Bash Shell – Calculate Time Difference Between Two Dates

You could use date +%s to get a date format that you can easily do math on (number of seconds [with caveats] since Jan 1 1970 00:00:00Z). You can also convert your ISO-format date back (possibly incorrectly, due to issues like daylight saving time) using date -d "$start" +%s. It's not ideal not only due to DST issues when converting back, but also if someone changes the time while your program is running, or if something like ntp does, then you'll get a wrong answer. Possibly a very wrong one.

A leap second would give you a slightly wrong answer (off by a second).

Unfortunately, checking time's source code, it appears time suffers from the same problems of using wall-clock time (instead of "monotonic" time). Thankfully, Perl is available almost everywhere, and can access the monotonic timers:

start=$(perl -MTime::HiRes=clock_gettime,CLOCK_MONOTONIC -E 'say clock_gettime(CLOCK_MONOTONIC)')

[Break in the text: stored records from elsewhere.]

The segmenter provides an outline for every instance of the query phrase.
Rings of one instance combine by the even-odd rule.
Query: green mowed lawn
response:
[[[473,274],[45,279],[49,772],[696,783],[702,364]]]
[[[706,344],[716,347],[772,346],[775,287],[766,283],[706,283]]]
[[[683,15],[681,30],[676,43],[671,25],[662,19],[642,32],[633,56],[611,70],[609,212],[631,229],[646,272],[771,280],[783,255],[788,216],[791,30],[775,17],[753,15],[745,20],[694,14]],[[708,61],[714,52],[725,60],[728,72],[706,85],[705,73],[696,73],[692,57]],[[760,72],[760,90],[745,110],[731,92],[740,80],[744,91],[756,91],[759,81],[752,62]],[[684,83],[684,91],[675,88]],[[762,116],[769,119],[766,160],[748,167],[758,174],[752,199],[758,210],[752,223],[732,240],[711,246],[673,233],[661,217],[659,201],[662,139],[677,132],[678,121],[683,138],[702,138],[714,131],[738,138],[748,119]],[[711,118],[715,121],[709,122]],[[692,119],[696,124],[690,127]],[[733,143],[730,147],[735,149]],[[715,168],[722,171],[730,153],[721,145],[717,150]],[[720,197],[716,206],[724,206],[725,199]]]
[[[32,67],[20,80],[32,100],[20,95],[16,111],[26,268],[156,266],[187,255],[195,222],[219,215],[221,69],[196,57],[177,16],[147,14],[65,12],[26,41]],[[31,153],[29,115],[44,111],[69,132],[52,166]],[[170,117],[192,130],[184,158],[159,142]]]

That will get a number of seconds since an arbitrary point in the past (on Linux, since boot, excluding time the machine was suspended). It will count seconds, even if the clock is changed. Since it's somewhat difficult to deal with real numbers (non-integers) in shell, you could do the whole thing in Perl:

#!/usr/bin/perl
use warnings qw(all);
use strict;

use Time::HiRes qw(clock_gettime CLOCK_MONOTONIC);

my $cmd   = $ARGV[0];
my $start = clock_gettime(CLOCK_MONOTONIC);

system $cmd @ARGV; # this syntax avoids passing it to "sh -c"

my $exit_code = $?;
my $end       = clock_gettime(CLOCK_MONOTONIC);
printf STDERR "%f\n", $end - $start;

exit($exit_code ? 127 : 0);

I named that "monotonic-time"; and it's used just like "time" (without any arguments of its own). So:

$ monotonic-time sleep 5
5.001831                 # appeared ≈5s later
$ monotonic-time fortune -s
Good news is just life's way of keeping you off balance.
0.017800